Abstract

The fatty Zucker rat has impaired heat production and fails to mount an adequate thermogenic response to cold exposure, partly because of decreased sympathetic drive to thermogenesis in brown adipose tissue. Neuropeptide Y, synthesized in neurons of the hypothalamic arcuate nucleus and released in the paraventricular nucleus, stimulates feeding and inhibits brown adipose tissue activity. The neuropeptide Y neurons are overactive in fatty Zucker rats and are thought to contribute to hyperphagia, reduced energy expenditure and obesity.

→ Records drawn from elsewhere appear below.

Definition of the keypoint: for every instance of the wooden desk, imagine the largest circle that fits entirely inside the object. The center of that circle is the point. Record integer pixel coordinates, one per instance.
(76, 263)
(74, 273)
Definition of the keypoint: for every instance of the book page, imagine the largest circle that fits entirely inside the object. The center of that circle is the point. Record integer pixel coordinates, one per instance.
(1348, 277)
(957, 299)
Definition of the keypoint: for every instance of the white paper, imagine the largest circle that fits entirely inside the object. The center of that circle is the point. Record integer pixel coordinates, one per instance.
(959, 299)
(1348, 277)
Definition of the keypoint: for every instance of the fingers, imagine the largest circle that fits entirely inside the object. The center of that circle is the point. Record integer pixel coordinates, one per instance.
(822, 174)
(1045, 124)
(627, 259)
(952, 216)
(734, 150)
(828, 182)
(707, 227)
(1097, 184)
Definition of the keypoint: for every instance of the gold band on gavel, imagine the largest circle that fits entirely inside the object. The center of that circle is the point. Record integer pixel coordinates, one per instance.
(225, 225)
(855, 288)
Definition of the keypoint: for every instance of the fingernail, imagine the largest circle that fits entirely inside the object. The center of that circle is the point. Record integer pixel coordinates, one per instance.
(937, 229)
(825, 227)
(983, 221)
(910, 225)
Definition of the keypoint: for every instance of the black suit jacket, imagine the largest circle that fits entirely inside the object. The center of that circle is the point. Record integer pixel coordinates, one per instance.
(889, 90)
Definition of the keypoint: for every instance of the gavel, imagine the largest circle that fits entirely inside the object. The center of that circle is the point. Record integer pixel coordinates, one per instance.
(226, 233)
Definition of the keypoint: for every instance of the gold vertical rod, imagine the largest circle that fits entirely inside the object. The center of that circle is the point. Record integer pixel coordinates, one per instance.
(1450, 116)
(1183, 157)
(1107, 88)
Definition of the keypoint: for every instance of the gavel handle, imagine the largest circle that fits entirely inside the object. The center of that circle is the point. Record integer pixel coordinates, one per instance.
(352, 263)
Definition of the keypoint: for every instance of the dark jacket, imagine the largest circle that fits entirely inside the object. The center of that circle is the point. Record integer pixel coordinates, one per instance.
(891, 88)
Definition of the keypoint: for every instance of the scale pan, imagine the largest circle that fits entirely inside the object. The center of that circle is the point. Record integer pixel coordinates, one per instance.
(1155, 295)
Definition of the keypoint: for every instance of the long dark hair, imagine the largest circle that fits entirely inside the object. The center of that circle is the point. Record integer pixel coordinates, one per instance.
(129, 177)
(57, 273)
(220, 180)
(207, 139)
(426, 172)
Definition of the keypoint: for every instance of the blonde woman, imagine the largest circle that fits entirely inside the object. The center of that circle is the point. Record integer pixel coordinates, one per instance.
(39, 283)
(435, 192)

We have examined the relationship between thermogenic activity in brown adipose tissue (measured as uncoupling protein messenger RNA levels) and hypothalamic neuropeptide Y and neuropeptide Y messenger RNA levels in response to cold exposure (4°C) for 2.5 and 18 h, in fatty and lean Zucker rats. In lean Zucker rats, cold exposure at 4°C for 2.5 and 18 h significantly increased uncoupling protein messenger RNA levels by 3.5-fold ( P<0.01) and 3.3-fold ( P<0.01), respectively, compared with warm-maintained controls. Exposure to cold for 18 h also increased neuropeptide Y concentrations in the paraventricular nucleus ( P<0.01) and ventromedial nucleus ( P<0.001) in lean rats, with no change in neuropeptide Y messenger RNA after either 2.5 or 18 h. By contrast, fatty Zucker rats showed no significant changes in uncoupling protein messenger RNA ( P>0.05) at either duration of cold exposure. There were also no significant changes in neuropeptide Y levels in any region nor in neuropeptide Y messenger RNA, with cold exposure for either period ( P>0.05). In lean rats, cold exposure therefore stimulates brown fat uncoupling protein messenger RNA and also increases neuropeptide Y concentrations in its hypothalamic sites of release. We suggest that increased brown fat thermogenic capacity induced by cold in lean rats may be mediated, at least in part, by decreased neuropeptide Y release in the paraventricular nucleus, resulting in its accumulation in this site. Defective thermogenic responses in fatty rats may result from central dysregulation of brown adipose tissue due to sustained and non-suppressible overactivity of hypothalamic neuropeptide Y neurons.